Agak berbeda dengan teori pembaharuan hukum yang dikemukakan oleh Romli Artasasmita, dalam bukunya yang berjudul “Teori Hukum Integratif” bahwa pada dasarnya fungsi hukum sebagai “sarana pembaharuan masyarakat” (law as a tool of social engeneering) relatif masih sesuai dengan pembangunan hukum nasional saat ini, namun perlu juga dilengkapi dengan pemberdayaan birokrasi (beureucratic engineering)
yang mengedepankan konsep panutan atau kepemimpinan, sehingga fungsi
hukum sebagai sarana pembaharuan dapat menciptakan harmonisasi antara
elemen birokrasi dan masyarakat dalam satu wadah yang disebut “beureucratic and social engineering” (BSE).
Terlepas dari itu semua, teori
pembaharuan hukum agar dapat menciptakan hukum yang sesuai dengan
nilai-nilai yang berkembang di masyarakat, sebagai hukum integratif.
Maka tidak bisa menafikan hukum hanya bergerak dalam pendulum norma
positivistik saja. Demikianpula sebaliknya peranan realisme hukum, yang
memberi kritik atas kentalnya formalisme dan objektivisme hukum juga
tidak dapat berdiri sendiri. Sebab jika pendekatan ilmu hukum normatif
saja, maka hukum tersebut akan demikian menjadi kaku, sedangkan
pendekatan empirik terhadap hukum sejatinya akan membiarkan “hukum”
bergerak di ruang bebas tanpa ada kekuatannya sebagai hukum yang dapat
menjadi landasan (kepastian hukum). Di sinilah pentingnya keterpaduan,
saling berkelindan pendekatan tersebut, sebagaimana yang dianjurkan oleh
Sidharta bahwa antara penstudi hukum eksternal dengan penstudi hukum
internal harus berkombinasi dalam menemukan hukum yang bisa tergolong
progresif, pembangunan hukum, dan hukum integratif.
Sebagai ilustrasi, harus dipahami kalau
semula orang sudah beranggapan hukum sebagai seperangkat aturan itu
telah menempati kesempurnaan, dan memperoleh posisi yang mapan, lalu
datang para penstudi hukum eksternal (teori pengemban hukum teoritis)

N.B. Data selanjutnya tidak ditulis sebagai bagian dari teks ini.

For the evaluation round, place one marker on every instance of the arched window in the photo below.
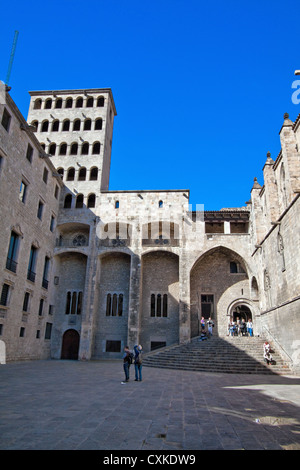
(94, 174)
(35, 124)
(79, 102)
(55, 125)
(71, 174)
(66, 125)
(91, 200)
(52, 149)
(37, 104)
(58, 103)
(48, 103)
(74, 148)
(60, 171)
(87, 125)
(85, 148)
(63, 149)
(79, 201)
(100, 102)
(76, 125)
(68, 201)
(96, 148)
(98, 124)
(69, 102)
(82, 174)
(45, 126)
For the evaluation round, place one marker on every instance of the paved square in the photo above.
(67, 405)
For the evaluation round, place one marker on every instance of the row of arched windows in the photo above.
(66, 124)
(82, 174)
(74, 148)
(79, 201)
(80, 102)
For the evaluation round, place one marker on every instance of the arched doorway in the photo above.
(70, 345)
(241, 312)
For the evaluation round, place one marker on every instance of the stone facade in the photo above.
(133, 267)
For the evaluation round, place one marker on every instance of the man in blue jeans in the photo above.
(126, 362)
(138, 362)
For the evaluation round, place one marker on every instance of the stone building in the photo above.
(141, 266)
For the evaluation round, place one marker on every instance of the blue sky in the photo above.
(200, 87)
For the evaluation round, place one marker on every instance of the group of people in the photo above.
(135, 358)
(240, 328)
(267, 353)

menemukan gejala sosial yang menyebabkan hukum tersebut tidak menjadi
otonom lagi. Pada titik itu, harus kembali dirumuskan hukum yang
sedianya akan menyesuaikan dengan kondisi masyarakat bersangkutan. Jadi
hukum dari segi kepastiannya, sebagai norma yang berlaku imperatif,
mengatur dan memaksa tetap akan kembali seperti sedia kala, setelah
melalui proses elaborasi dari penstudi hukum eksternal.